To use another example, a sneeze is not necessarily harmful. That doesn’t imply that a sneeze could kill you. Some underlying disease that causes sneezing could kill you. But the sneeze is merely a symptom.
Warren Platts
Mar 9 2025 at 3:05pm
Jon, you need to brush up on your modal logic! ~□p means the same as ◊p. Herb didn’t say necessarily: he said not necessarily. That’s the same as saying possibly.
Your sneezing analogy is interesting (sneezing is usually considered a symptom, but it could kill if it caused an aneurism to rupture, for example). The main thing is if there’s a problem, it needs to be fixed. I will grant that if there’s a chronic, going on a century, current account deficit that’s indicative of a problem, then whether it’s a symptom or a cause is important to know, to be sure. But the main concern is what the heck to do about it. If the answer is nothing, that’s a legit answer (if you’re on a rocket getting launched & lightning strikes & lights & alarms start going off everywhere, doing nothing is the default tactic).

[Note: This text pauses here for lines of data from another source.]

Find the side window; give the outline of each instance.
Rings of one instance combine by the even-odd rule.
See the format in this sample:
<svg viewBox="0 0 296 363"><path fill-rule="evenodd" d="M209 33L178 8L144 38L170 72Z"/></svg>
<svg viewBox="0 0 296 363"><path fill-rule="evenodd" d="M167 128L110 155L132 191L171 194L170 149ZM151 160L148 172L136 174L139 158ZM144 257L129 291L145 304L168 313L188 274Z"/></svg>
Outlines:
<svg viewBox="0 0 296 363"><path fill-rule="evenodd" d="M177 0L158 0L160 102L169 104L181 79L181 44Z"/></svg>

Fair enough. But I ask again, what is the eventual unwinding going to be like under that strategy…
Jon Murphy
Mar 9 2025 at 4:13pm
No.
Again, that’s confusing two things. The sneeze didn’t kill. The aneurysm did. Failure to keep causes of events seperate from coincidences leads to much confusion, thus Stein’s comment.
Jon Murphy
Mar 9 2025 at 4:14pm
You say “grant” when you should say “assume.” The whole point is that trade deficits are not a problem, no matter how long they persist.
Warren Platts
Mar 9 2025 at 4:23pm
I repeat: ~□p means the same as ◊p.
Warren Platts
Mar 9 2025 at 5:20pm
And this reminds me of something I think Dostoevsky said, something to the effect that “Everybody is responsible for Everything…”
and
Mar 9 2025 at 12:43pm
By chance, I met Herb Stein on an elevator at the Hilton Hotel in NYC at an AEA meeting some time in the early 1970’s. We were alone together and I asked him about the health of Milton Friedman, who recently had some kind of heart surgery. He assured me that “Milton would be around for a long time. Don’t worry.” Or words to that effect. He was a charming and friendly guy. And, he was right.
David Henderson
Mar 10 2025 at 7:49pm
He was charming and friendly.
I remember that year. Milton had his heart surgery in late 1972. He recovered in Palm Springs. My professor Armen Alchian, a scratch golfer, lent Milton a putter so he could fill his time while recovering. I think Armen said he didn’t use it.